Archive for January, 2013

Wednesday, January 23rd, 2013

Book Display Widgets from LibraryThing for Libraries

We’re pleased to launch our newest LibraryThing for Libraries product—Book Display Widgets!

Book Display Widgets let you create virtual book displays for your library’s homepage, catalog, blog, or wherever you want to show off some titles! We’ve included a few examples here, but check out the Showcase page for more widgets in action.

New fiction titles (in a dynamic grid)
(Note: This is a sample widget. If you were using this in a real library,
then each book would link to the book record in the catalog when clicked.)

Book Display Widgets gives you the choice of four different display styles (dynamic grid, shelf browse, scrolling shelf, and 3-D carousel), and endless customization possibilities.

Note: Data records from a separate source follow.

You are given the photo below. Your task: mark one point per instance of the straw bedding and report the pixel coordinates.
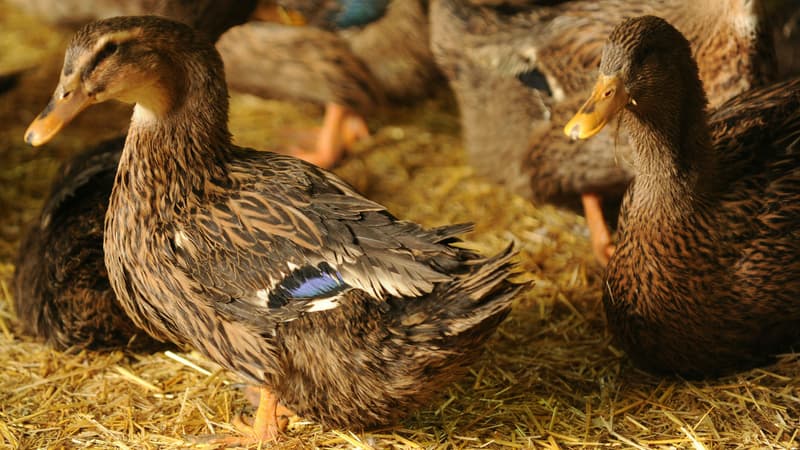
(549, 379)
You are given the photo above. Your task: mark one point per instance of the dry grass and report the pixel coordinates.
(549, 379)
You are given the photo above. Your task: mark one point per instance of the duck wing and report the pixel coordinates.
(286, 238)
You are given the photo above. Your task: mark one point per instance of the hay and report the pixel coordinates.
(549, 378)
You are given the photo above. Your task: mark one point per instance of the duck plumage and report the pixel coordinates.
(706, 276)
(61, 291)
(270, 266)
(518, 73)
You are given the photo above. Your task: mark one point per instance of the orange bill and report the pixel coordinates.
(63, 107)
(607, 99)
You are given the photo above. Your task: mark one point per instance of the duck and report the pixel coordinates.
(519, 70)
(270, 266)
(61, 292)
(705, 279)
(355, 57)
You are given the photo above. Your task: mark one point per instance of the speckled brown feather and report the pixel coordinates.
(359, 67)
(61, 291)
(706, 275)
(306, 63)
(512, 128)
(209, 16)
(200, 234)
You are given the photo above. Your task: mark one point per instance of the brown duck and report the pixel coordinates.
(706, 276)
(61, 291)
(518, 72)
(270, 266)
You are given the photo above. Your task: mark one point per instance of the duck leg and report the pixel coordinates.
(598, 230)
(266, 426)
(341, 128)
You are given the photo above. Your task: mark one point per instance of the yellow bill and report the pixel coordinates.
(63, 107)
(607, 99)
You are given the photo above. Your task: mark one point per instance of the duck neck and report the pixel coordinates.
(177, 144)
(673, 160)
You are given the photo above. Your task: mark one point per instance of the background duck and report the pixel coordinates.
(706, 276)
(270, 266)
(209, 16)
(61, 291)
(351, 56)
(517, 68)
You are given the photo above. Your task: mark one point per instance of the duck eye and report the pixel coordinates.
(107, 51)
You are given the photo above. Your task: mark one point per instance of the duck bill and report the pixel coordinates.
(59, 112)
(607, 99)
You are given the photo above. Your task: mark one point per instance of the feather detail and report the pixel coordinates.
(309, 282)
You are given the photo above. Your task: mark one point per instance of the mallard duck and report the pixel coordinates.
(706, 275)
(209, 16)
(518, 71)
(351, 69)
(273, 60)
(61, 291)
(270, 266)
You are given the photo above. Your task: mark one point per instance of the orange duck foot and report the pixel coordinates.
(598, 230)
(266, 427)
(341, 129)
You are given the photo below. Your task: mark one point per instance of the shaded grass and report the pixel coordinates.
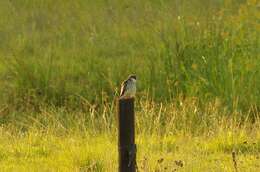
(52, 51)
(168, 138)
(39, 151)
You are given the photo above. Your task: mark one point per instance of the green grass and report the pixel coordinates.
(197, 64)
(36, 146)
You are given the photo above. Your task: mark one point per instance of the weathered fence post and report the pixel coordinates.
(126, 135)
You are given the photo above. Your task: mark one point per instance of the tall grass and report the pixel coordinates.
(60, 53)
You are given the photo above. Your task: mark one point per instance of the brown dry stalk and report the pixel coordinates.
(234, 160)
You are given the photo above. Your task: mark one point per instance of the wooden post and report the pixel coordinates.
(126, 135)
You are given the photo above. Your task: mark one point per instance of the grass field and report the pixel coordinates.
(198, 99)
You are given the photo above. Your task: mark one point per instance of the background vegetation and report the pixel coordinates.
(197, 63)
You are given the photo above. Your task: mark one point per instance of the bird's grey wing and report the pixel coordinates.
(123, 88)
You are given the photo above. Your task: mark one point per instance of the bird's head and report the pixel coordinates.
(132, 77)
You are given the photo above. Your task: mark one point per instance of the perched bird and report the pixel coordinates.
(128, 88)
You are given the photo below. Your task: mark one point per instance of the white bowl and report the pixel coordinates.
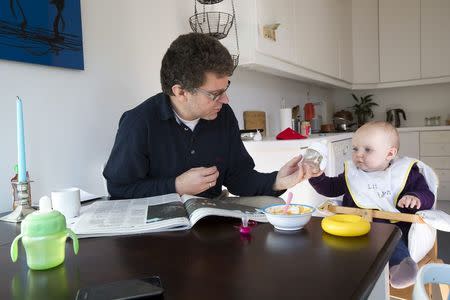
(298, 216)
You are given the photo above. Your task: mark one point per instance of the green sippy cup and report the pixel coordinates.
(44, 235)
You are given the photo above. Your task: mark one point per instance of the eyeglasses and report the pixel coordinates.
(214, 95)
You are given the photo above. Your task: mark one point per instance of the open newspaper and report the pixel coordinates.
(162, 213)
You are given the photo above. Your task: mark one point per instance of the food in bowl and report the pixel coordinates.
(297, 216)
(292, 210)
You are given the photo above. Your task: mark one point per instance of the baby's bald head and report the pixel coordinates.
(392, 138)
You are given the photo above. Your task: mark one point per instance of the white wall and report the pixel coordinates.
(418, 102)
(71, 116)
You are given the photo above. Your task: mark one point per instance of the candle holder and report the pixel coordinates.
(21, 202)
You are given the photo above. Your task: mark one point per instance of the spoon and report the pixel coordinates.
(288, 202)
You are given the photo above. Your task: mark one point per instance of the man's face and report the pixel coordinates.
(200, 103)
(371, 149)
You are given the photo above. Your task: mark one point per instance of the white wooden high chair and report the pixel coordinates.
(423, 257)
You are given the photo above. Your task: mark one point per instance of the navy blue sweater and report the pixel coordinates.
(151, 149)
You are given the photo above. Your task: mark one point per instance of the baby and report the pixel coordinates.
(375, 178)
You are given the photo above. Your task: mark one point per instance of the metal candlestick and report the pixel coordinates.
(22, 202)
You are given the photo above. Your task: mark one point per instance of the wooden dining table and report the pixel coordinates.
(212, 261)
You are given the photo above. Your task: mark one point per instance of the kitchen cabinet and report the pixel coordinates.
(435, 151)
(366, 63)
(272, 12)
(435, 38)
(399, 41)
(308, 42)
(345, 47)
(316, 35)
(409, 144)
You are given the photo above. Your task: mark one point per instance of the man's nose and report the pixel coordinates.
(224, 98)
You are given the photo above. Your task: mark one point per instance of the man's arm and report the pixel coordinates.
(241, 178)
(128, 166)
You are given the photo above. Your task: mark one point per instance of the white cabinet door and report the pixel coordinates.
(345, 40)
(366, 64)
(435, 38)
(272, 12)
(317, 35)
(409, 144)
(399, 40)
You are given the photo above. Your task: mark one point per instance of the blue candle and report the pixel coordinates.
(22, 166)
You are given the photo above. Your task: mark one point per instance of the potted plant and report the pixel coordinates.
(363, 108)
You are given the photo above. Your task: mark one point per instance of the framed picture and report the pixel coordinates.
(46, 32)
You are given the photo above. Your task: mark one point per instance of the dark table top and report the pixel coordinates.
(212, 261)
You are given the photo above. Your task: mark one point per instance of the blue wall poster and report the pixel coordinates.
(44, 32)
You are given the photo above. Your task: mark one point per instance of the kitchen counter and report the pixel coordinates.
(423, 128)
(330, 137)
(335, 136)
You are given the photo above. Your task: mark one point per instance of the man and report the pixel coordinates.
(186, 140)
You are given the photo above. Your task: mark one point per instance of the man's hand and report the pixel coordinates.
(309, 171)
(196, 180)
(289, 175)
(409, 201)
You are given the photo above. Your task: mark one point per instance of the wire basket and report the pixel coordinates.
(209, 1)
(235, 58)
(216, 24)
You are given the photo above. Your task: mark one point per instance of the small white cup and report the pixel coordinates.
(67, 202)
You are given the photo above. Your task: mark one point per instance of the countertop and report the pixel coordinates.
(332, 136)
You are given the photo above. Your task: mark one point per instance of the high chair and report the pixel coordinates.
(432, 274)
(369, 214)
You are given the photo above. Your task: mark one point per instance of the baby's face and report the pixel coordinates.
(371, 149)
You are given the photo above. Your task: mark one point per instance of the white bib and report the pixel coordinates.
(380, 189)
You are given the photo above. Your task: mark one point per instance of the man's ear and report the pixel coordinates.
(392, 152)
(179, 93)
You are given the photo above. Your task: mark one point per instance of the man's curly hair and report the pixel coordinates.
(189, 58)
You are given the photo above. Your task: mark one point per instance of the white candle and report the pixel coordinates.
(22, 166)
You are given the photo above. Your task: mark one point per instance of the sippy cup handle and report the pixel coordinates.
(14, 250)
(74, 238)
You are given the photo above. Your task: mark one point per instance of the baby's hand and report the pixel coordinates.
(409, 201)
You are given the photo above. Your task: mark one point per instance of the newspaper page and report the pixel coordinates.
(116, 217)
(235, 207)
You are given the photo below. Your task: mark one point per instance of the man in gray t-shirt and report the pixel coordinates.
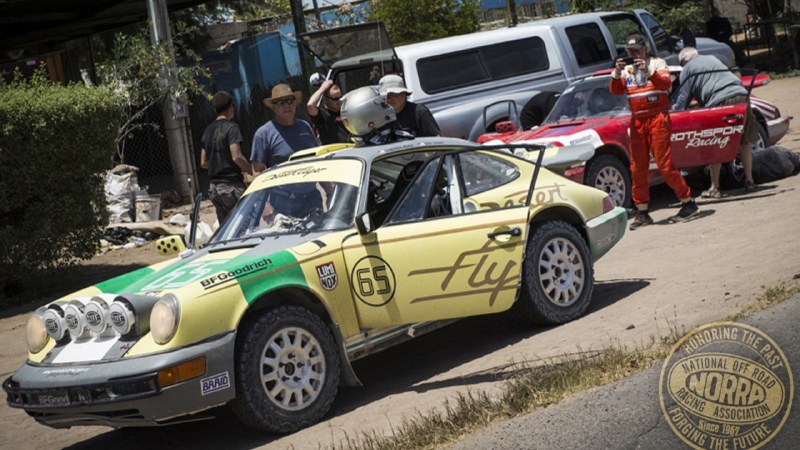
(277, 139)
(707, 80)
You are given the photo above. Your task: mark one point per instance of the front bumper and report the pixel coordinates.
(124, 392)
(605, 230)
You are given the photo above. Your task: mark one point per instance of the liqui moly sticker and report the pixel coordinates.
(327, 276)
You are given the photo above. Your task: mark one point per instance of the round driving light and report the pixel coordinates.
(96, 314)
(121, 317)
(35, 334)
(164, 319)
(55, 323)
(76, 323)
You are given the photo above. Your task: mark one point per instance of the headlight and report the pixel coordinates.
(121, 317)
(164, 319)
(96, 315)
(35, 333)
(55, 323)
(76, 322)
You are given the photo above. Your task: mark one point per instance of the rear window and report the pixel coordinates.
(482, 64)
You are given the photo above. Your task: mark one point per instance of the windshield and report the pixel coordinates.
(291, 208)
(588, 98)
(296, 198)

You can feed your widgets all sorts of things, including:

  • Pre-populated data sources. Includes series, awards, tags and genres. We’re smart enough to match them up with your holdings, so you just enter a series name, a tag or genre and we figure out the best books to show.
  • Your holdings. Pick all holdings, new holdings, popular holdings or holdings within a certain call range.
  • Custom lists. Create your lists, hand-entered or drawn from an RSS feed or a web page that lists books.
New York Times Bestsellers (in a 3-D carousel)
(Note: This is a sample widget. If you were using this in a real library,
then each book would link to the book record in the catalog when clicked.)

We built this to be extremely flexible and customizable, so you can create a variety of different widgets, and use them to showcase whatever your library wants to focus on—Booker Prize Winners, National Reading Week, a collection of paranormal romance titles, or staff picks.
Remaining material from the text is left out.